「殴ってやる」決勝PK獲得のローマMFと妹が脅迫被害。学校のトイレの落書きに17歳妹は「小さい男たち、哀れ」

「殴ってやる」決勝PK獲得のローマMFと妹が脅迫被害。学校のトイレの落書きに17歳妹は「小さい男たち、哀れ」

ザニオーロのPK奪取が物議を醸している。(C)Getty Images



 地元で育った相手の選手のプレーが、自分たちのチームの敗北につながった。それが、選手やその肉親を中傷・脅迫する理由になるわけがない。

 イタリア紙『Gazzetta dello Sport』や『Corriere dello Sport』が報じたところによると、ローマに所属するニコロ・ザニオーロとその妹が中傷・脅迫の被害に遭った。学校のトイレに罵倒や身の危険を感じさせる落書きがあったという。妹本人がSNSで明かした。

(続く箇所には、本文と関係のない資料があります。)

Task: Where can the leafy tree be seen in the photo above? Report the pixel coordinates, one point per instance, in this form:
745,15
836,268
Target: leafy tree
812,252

 2月27日のセリエA第27節で、ローマはスペツィアに1-0で勝利している。アディショナルタイムにタミー・エイブラハムがPKを決めて勝点3をもぎ取った。PKは、ビデオ判定の末に、ザニオーロが相手選手に蹴られたとしてローマに与えられたものだった。

 試合後、スペツィアのチアゴ・モッタ監督は判定への怒りをあらわにした。前半終了間際にケルビン・アミアンが2枚目のイエローカードを出された判定や、全般的なレフェリングを批判。主審に謝罪まで求めている。

 この経緯に加え、ザニオーロがスペツィアの地元で育ったことが、妹の学校の落書きにつながったのだろうか。妹のSNSには、「裏切り者」「小さい男だ」「いつでも殴ってやる」「気をつけろよ。スペツィアは忘れないぞ。ザニオーロはクソったれだ」といった落書きの画像が投稿されている。

【画像】蹴られた顔が腫れあがったザニオーロと妹の学校のトイレに書かれた誹謗中傷
 17歳の妹は「小さい男たちだと思う。憎しみと嫉妬の治療を受けなさい。哀れにしか思わない」と、愚かな行為に及んだ者たちを一刀両断。また、学校側が該当のトイレを一時閉鎖し、しかるべき調査を行うと通知してきたことも明かした。

 いかなる理由があろうと、絶対に許されない行為がある。世界は今、それを目の当たりにしている。そんななか、愚行に及んだ不届きものたちは、真剣に考えるべきだろう。

 なお、PK獲得の際に顔面を蹴られたザニオーロは、鼻を骨折したものの、手術は不要とのこと。3月5日のアタランタ戦には、保護マスクを着用して出場可能の見込みと報じられている。